Abstract

Diabetic foot ulcer (DFU) treatment is challenged by persistent bacterial infection and hyperglycemia-caused vascular dysplasia. Herein, self-propelled nanomotors are designed to achieve biofilm microenvironment (BME)-activated multistage release of NO for effective sterilization and subsequent angiogenesis promotion. CaO₂ nanoparticles (NPs) are capped with PDA layers, followed by complexation with Fe²⁺ and surface grafting of cysteine-NO to obtain Janus Ca@PDA_Fe -CNO NPs. In response to low pH in BME, the decomposition of CaO₂ cores generates O₂ from one side of Janus NPs to propel biofilm penetration, and the released H₂ O₂ and Fe²⁺ produce •OH through Fenton reaction. The concurrent glutathione-triggered release of NO can be converted into reactive nitrogen species, which exhibit significantly higher bactericidal efficacy than those with only generation of •OH or NO. The slow release of NO for an extended time period promotes endothelial cell proliferation and migration.
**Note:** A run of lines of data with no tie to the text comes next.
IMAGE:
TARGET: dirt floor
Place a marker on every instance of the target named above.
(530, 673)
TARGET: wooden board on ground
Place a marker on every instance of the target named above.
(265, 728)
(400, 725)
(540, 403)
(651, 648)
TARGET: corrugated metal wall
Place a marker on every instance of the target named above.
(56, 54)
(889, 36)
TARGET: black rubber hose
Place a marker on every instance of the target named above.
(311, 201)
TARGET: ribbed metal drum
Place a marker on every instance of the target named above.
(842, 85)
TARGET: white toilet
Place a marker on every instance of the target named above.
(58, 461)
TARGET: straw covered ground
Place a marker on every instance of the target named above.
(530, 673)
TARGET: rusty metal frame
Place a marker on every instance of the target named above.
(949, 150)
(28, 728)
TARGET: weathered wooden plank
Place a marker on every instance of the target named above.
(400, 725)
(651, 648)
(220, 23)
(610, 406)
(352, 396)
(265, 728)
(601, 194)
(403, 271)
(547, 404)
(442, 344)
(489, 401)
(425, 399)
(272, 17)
On Staphylococcus aureus-infected skin wounds of diabetic mice, NP treatment eliminates bacterial infections and significantly elevates blood vessel densities, leading to full wound recovery and regeneration of arranged collagen fibers and skin accessories. Thus, the self-propelling and multistage release of NO provide a feasible strategy to combat biofilm infection without using any antibiotics and accelerate angiogenesis and wound healing for DFU treatment.